Paintings for Sale | AntheaMissy
Two Men Walk Into a Barbershop, as Envisioned by Marcus Brutus

Two Men Walk Into a Barbershop, as Envisioned by Marcus Brutus

In each installment of The Artists, T highlights a recent or little-seen work by a Black artist, along with a few words from that artist putting the work in context. This week, we’re looking at “2 Tone Barbershop” (2021), a painting by Marcus Brutus, whose next show, “Maiden Voyage,” opens on March 31 at Harper’s Chelsea 512 in Manhattan.

Name: Marcus Brutus

Age: 30

Based in: Queens

Originally from: Silver Spring, Md.

Where and when did you make this work? I made it in my studio in Brooklyn back in October of 2021. I moved to New York in 2009 for school and fell in love with the city and with Queens, specifically.

Can you describe what is going on in the work? It depicts the waiting area in a barbershop; that’s why there’s that spiral barbershop motif in the background. I started off with a found image of the pattern that’s behind the two gentlemen’s heads and chose their poses to sort of mirror that design. They both have their legs crossed — one of their expressions is less disinterested than the other’s, but there’s still a synchronization. I named this painting “2 Tone Barbershop,” after a fictional barbershop I invented that references the two-tone genre of music from the late ’70s and ’80s, because of that mirroring. The music meshed punk and ska and the artists created a lot of really synchronized imagery, where the guys and girls would all wear very simple black suits and things. That’s where my head was going when I was putting it all together.

What inspired you to make it? Every day I collect pictures and screenshots, and watch documentaries and archival footage, and then I kind of just live with those images for months. Then, when I’m thinking about making a new painting, I return to my memory bank. My approach to making paintings is almost like that of a collagist, because there’s no singular image that I reference; there are all sorts of different elements that I pull from to create one cohesive picture. What I used as my reference point for the faces that I created here — that image had nothing to do with the one I used for the bodies that they’re attached to, or the scene in the background. Basically, I try to pull together images that move me, anything that piques my interest, and superimpose Black figures onto them to put all of the things I’m interested in one space.

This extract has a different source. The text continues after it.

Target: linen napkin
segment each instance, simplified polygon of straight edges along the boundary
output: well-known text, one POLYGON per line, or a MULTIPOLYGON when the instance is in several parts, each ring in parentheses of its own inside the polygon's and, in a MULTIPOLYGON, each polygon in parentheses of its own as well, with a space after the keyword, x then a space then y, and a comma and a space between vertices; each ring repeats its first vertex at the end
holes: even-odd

I’ve always had paintings that deal with either being in the hair salon or the barbershop — this is the first one that isn’t of someone being actively worked on but just makes reference to that environment. Most of the subjects of my paintings are imagined figures that I try to make feel representative of a singular yet collective experience — in reality, they’re not, because we haven’t all had the same experiences, but I try to find those scenes that would first come to mind when we think of something that most Black people have known. So each painting is supposed to depict a monolith of the Black life, which I combine with really bright, fluorescent colors to make things a bit more accessible.

What’s a work of art in any medium that changed your life? I would say Spike Lee’s “Malcolm X” (1992). I watched it when I was 15 years old, and it focused my interest on the Black experience and Black history and on learning more about these things. Before that, I didn’t have a great understanding of or interest in the subject, and opening my mind to that led to me becoming an artist. I point to watching that movie as the beginning of everything I do.

This interview has been edited and condensed.